そして、いちばん伝えたい最小解はこれです。
ハザードマップを見る。
水を3日分に近づける。
食料と照明を少し足す。
家族の連絡方法を決める。
これだけでも、災害への備えは確実に前に進みます。最初から高価な機材や完璧なセットをそろえる必要はありません。防災は、格好よく整えることではなく、家族が本当に使える形にしておくことが大事です。
ちょっとした会話のネタとして最後に一つ。災害に強い家庭は、特別な知識が多い家というより、「水が切れていない」「ライトの場所がわかる」「連絡先がすぐ出る」といった当たり前を回せている家です。地味ですが、そこがいちばん強いです。
まとめ
自然災害の原因と地球温暖化の関係を考えるとき、大事なのは「全部を同じ原因でまとめないこと」です。豪雨、線状降水帯、猛暑、高潮のように温暖化の影響を受けやすい災害がある一方で、地震や火山はプレートや火山活動という別の仕組みで起きます。日本では、その両方に向き合う必要があります。

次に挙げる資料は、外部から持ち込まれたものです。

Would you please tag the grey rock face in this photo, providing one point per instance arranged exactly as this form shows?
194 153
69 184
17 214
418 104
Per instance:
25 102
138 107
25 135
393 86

そのうえで、家庭ができることは意外と明快です。自宅周辺のハザードを知ること。水と食料を少し多めに持つこと。停電と断水に備えること。家族で連絡方法を決めること。これらは、豪雨にも台風にも地震にも役立つ、土台の備えです。
迷ったら、まずは自宅のリスク確認と3日分の備えから始めれば十分です。不安を大きくするために災害を知るのではなく、判断できるようになるために知る。その視点を持つだけで、防災はかなり現実的になります。
この記事で読者が今日やるべき行動を3つ
- 自宅と職場をハザードマップポータルサイトで確認する。
- 家にある水と食料を数え、まず3日分に足りない分だけ買い足す。
- 家族で災害時の連絡方法と集合の考え方を一度だけ話しておく。